Tag Archives: CDCS

Introduction to Text Analysis⤴

from

I booked on to the CDCS Introduction to Text Analysis 2-hour course and installed nltk in preparation. This 2-hour “silent disco” online event is an intermediate Python course on using the NLTK package.

Introduction to Text Analysis

The workshop uses Notable but I ran the notebook in Visual Studio (because it’s a good IDE). The notebook is written in markdown text with code blocks interspersed in “cells” throughout the document.

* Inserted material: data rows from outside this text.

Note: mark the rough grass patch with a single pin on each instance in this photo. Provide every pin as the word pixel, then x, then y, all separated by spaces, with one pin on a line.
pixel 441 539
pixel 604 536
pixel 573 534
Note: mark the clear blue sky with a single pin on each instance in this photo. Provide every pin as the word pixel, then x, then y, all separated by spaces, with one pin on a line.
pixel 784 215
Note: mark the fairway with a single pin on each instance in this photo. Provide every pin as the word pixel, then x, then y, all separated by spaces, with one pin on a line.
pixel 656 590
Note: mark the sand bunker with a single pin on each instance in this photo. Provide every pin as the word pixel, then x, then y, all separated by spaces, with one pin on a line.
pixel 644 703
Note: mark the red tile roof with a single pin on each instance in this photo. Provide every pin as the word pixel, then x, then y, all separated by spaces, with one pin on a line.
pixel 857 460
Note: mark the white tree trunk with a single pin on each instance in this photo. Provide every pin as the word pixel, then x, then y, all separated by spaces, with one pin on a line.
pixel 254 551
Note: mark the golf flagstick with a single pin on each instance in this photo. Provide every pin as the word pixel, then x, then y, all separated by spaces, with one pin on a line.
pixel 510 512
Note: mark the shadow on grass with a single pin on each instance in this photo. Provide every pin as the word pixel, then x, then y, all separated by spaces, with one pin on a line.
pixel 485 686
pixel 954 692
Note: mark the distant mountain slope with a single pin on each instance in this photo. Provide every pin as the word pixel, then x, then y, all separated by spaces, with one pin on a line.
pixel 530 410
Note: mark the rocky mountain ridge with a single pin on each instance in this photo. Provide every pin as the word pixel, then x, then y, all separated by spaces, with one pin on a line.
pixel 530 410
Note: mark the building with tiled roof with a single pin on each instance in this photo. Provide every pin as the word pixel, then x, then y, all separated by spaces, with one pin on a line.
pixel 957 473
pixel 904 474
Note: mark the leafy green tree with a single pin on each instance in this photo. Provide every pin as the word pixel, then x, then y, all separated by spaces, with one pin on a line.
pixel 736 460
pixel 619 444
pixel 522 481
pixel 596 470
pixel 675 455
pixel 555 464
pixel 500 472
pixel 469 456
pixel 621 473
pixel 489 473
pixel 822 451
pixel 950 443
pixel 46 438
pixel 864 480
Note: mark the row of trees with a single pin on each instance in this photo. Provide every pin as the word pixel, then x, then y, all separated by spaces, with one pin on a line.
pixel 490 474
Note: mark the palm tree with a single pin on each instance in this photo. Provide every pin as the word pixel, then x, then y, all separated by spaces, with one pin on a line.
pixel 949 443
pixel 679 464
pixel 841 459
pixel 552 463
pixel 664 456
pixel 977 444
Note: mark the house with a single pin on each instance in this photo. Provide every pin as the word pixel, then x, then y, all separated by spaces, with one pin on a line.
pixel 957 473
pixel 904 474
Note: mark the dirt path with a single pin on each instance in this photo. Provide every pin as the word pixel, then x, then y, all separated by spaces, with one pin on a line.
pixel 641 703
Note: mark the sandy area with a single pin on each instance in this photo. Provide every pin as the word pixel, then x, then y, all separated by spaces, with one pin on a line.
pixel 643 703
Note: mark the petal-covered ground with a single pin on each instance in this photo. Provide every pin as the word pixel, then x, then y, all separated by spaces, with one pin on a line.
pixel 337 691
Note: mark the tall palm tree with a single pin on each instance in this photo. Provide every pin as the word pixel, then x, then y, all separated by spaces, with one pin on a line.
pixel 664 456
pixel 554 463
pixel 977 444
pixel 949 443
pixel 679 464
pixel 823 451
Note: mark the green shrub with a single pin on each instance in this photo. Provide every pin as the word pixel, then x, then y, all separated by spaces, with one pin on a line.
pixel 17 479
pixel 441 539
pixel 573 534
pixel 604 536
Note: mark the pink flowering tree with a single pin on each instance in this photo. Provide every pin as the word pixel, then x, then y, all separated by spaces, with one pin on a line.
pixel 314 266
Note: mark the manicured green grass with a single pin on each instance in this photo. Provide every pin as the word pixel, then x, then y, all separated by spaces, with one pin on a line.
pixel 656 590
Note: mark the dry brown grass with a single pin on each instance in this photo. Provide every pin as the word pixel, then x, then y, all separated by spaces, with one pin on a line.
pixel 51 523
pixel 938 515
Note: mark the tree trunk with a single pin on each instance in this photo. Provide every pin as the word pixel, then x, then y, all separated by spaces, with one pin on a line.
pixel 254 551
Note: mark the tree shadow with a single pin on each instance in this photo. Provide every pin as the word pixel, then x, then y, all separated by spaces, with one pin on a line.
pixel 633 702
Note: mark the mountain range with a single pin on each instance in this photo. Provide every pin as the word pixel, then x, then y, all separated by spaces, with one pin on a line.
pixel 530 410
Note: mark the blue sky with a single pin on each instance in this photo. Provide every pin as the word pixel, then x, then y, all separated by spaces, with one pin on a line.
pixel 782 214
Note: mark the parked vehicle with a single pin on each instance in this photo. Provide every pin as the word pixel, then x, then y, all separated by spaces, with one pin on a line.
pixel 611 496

The workshop begins with some exercises in the IDE to get used to running python code within the cells to do something with text strings, using variables, e.g.

first_name = "ada"
last_name = "lovelace"

full_name = first_name + ' ' + last_name # combine strings with a space inbetween

print (full_name)

File handling

Basic file actions are rehearsed including opening and reading a file, and using text manipulation functions:

file = open("origin-intro.txt")

txt = file.read()
txt = txt.lower()

NLTK

The Python package NLTK provides a set of natural languages algorithms e.g. tokenizing, part-of-speech tagging, stemming, sentiment analysis, topic segmentation, and named entity recognition. We played with some of these using the text extracts we had been given.

Tokenization

Text analysis begins with breaking down a block of text into smaller chunks such as words or sentences. This is called Tokenization.

import nltk
from nltk.tokenize import sent_tokenize # or word_tokenize for words

f = open("origin-intro.txt") # open file

txt = f.read()          # add file contents to variable

tokenized_text=sent_tokenize(txt)

print(tokenized_text)

Cleaning text

The initial part of this process in preparing for analysis is:

  • Open the file and assign it to a variable
  • Convert to lower case
  • Split into tokens
  • remove stopwords

“Stop” words are sometimes called filler words: they are the common words that don’t add much meaning to a sentence.

import re
from nltk.tokenize import word_tokenize

f = open("origin-intro.txt") # open file
contents = f.read()          # add file contents to variable
contents = contents.lower()  # lower case text
contents = re.sub(r'[^\w\s]','',contents)  #remove punctuation (note use of regex)
tokenized_word=word_tokenize(contents)

filtered_word=[]

for w in tokenized_word:
    if w not in stop_words:
        filtered_word.append(w)
print("Filterd Words:",filtered_word)

Further functions and libraries

Working through the notebook, running code and downloading libraries as required, I was able to easily clean blocks of text; tokenize and count words; plot frequency distributions; tag parts of speech; identify common bigrams and n-grams (word pairs and n-word groups).

Fun with Trump

A delightful bit of fun was had analysing President Trump’s Tweets using this code to fetch the text:

import csv
import urllib.request

url = 'https://learn.edina.ac.uk/intro-ta/files/trump-tweet-archive.csv' # download the file
csv = urllib.request.urlopen(url).read() # assign the contents of the file to a variable (csv)
with open('tweets.csv', 'wb') as file: # create a new file and save the contents of 'csv' to this file
    file.write(csv)
    
    print('CSV file created')

What do you think was the top 4-gram in all of this data?

make america great again! 390

Of course it was.

Conclusion

This was a very nice way to run through a tutorial notebook and learn a few tricks in python for text analysis, with support running in the background if I needed it. The format is powerful; it focuses you on the task within the time window allocated and helps you avoid distractions. Although it’s self-study (and as such relies on good quality materials in the first place), it’s OK to play a bit too, because there’s help at hand if you come unstuck. Well done, CDCS.